We present in this work the scalar potential formulation of second harmonic generation process in Χ(2) nonlinear analysis. This approach is intrinsically well suited to the application of the concept of circuit analysis and synthesis to nonlinear optical problems, and represents a novel alternative method in the analysis of nonlinear optical waveguide, by providing a good convergent numerical solution. The time domain modeling is applied to nonlinear waveguide with dielectric discontinuities in the hypothesis of quasi phase matching condition in order to evaluate the conversion efficiency of the second harmonic signal. With the introduction of the presented rigorous time domain method it is possible to represent the physical phenomena such as light propagation and second harmonic generation process inside a nonlinear optical device with a good convergent solution and low computational cost. Moreover, this powerful approach minimizes the numerical error of the second derivatives of the Helmholtz wave equation through the generator modeling.

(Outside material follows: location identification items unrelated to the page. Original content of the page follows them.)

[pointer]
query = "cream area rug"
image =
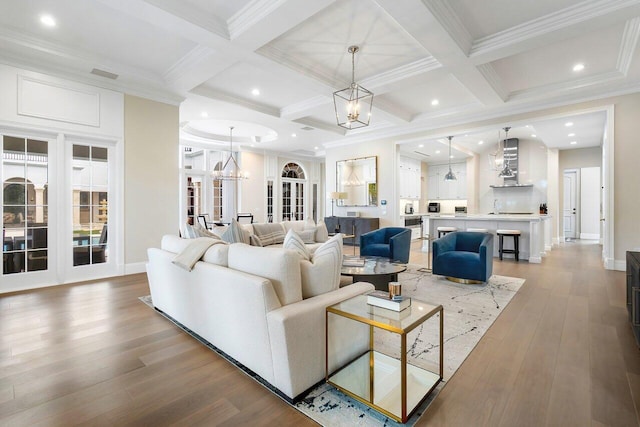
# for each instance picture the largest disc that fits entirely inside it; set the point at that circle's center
(469, 310)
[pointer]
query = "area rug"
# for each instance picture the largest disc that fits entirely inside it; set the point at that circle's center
(469, 310)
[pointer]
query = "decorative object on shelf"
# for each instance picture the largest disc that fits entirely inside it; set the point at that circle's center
(381, 299)
(353, 104)
(230, 171)
(336, 195)
(450, 176)
(506, 171)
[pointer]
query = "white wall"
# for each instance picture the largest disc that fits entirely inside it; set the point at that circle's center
(151, 176)
(532, 165)
(387, 178)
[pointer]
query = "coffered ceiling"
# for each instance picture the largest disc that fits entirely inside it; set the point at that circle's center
(275, 63)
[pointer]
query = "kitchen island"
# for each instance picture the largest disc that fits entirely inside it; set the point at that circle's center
(535, 239)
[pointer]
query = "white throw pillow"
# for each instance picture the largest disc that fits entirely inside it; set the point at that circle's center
(322, 234)
(235, 233)
(294, 242)
(200, 231)
(322, 273)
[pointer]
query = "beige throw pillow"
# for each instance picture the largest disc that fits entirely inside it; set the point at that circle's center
(293, 241)
(322, 273)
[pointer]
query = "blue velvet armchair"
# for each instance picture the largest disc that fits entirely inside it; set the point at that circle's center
(464, 256)
(389, 242)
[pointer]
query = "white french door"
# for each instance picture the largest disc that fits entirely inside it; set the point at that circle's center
(57, 210)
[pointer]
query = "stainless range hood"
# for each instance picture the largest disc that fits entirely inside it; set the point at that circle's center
(511, 155)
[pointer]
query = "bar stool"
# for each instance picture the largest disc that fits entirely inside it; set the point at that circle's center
(516, 242)
(444, 230)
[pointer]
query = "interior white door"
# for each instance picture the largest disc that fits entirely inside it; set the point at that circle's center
(569, 204)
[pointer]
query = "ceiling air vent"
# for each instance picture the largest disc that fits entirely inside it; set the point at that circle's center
(102, 73)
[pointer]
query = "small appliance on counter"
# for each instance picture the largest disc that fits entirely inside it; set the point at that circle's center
(408, 208)
(433, 207)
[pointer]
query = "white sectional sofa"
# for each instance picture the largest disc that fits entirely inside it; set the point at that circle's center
(247, 301)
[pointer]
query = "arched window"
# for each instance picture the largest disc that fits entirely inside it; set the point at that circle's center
(293, 189)
(293, 170)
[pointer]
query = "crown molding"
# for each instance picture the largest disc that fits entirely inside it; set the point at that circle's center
(503, 111)
(628, 45)
(451, 22)
(136, 88)
(494, 80)
(251, 14)
(600, 79)
(9, 35)
(185, 64)
(227, 97)
(561, 19)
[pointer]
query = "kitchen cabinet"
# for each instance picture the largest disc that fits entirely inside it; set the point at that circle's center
(439, 189)
(409, 178)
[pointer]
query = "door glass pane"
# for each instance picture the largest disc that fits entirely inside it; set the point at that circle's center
(25, 168)
(90, 204)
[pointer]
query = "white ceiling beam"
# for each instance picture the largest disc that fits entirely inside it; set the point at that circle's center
(436, 27)
(563, 24)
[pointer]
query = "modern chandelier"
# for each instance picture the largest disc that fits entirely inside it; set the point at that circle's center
(230, 171)
(353, 104)
(450, 175)
(506, 172)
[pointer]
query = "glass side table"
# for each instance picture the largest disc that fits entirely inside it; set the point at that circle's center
(392, 386)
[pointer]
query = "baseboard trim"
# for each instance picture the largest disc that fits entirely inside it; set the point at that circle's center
(135, 268)
(589, 236)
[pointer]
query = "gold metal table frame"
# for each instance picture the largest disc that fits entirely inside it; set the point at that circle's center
(413, 384)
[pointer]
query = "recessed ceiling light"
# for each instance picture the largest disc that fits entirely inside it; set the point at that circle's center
(47, 20)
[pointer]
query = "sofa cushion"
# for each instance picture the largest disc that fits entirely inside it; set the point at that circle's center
(294, 242)
(322, 273)
(280, 266)
(200, 231)
(269, 233)
(235, 233)
(216, 254)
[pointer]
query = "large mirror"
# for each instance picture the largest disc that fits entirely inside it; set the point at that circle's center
(356, 182)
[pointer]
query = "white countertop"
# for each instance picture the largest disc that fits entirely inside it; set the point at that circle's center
(491, 217)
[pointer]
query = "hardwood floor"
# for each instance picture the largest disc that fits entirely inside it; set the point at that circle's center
(560, 354)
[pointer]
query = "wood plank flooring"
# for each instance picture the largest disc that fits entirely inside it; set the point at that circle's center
(561, 354)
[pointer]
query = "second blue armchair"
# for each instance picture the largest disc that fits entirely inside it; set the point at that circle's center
(388, 242)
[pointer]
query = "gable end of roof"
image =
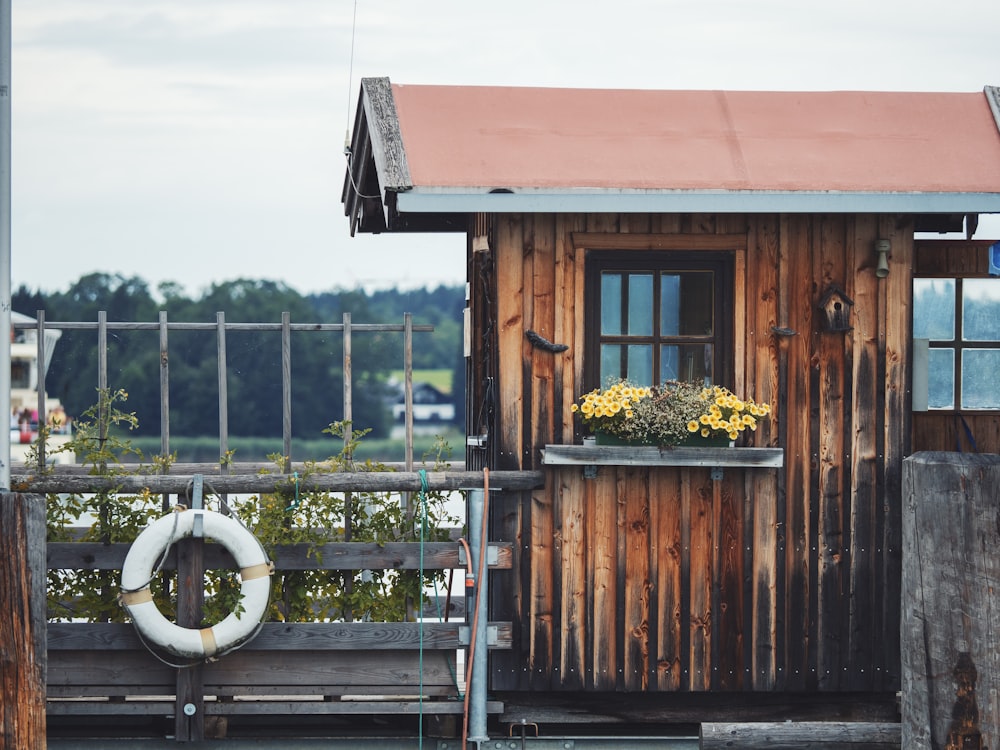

The novel simulation algorithm is based on nonlinear wave equations associated to the circuital approach which considers the time-domain wave propagating in nonlinear transmission lines. The transmission lines represent the propagating modes of the nonlinear optical waveguide. The application of quasi phase matching in high efficiency second harmonic generation process is analyzed in this work. In particular we model the Χ(2) non linear process in an asymmetrical GaAs slab waveguide with nonlinear core and dielectric discontinuities: in the nonlinear planar waveguides a fundamental mode at λ=1.55 μm is coupled to a second-harmonic mode (λ=0.775 μm) through an appropriate nonlinear susceptibility coefficient. The novel method is also applied to three dimensional structures such as ridge waveguides.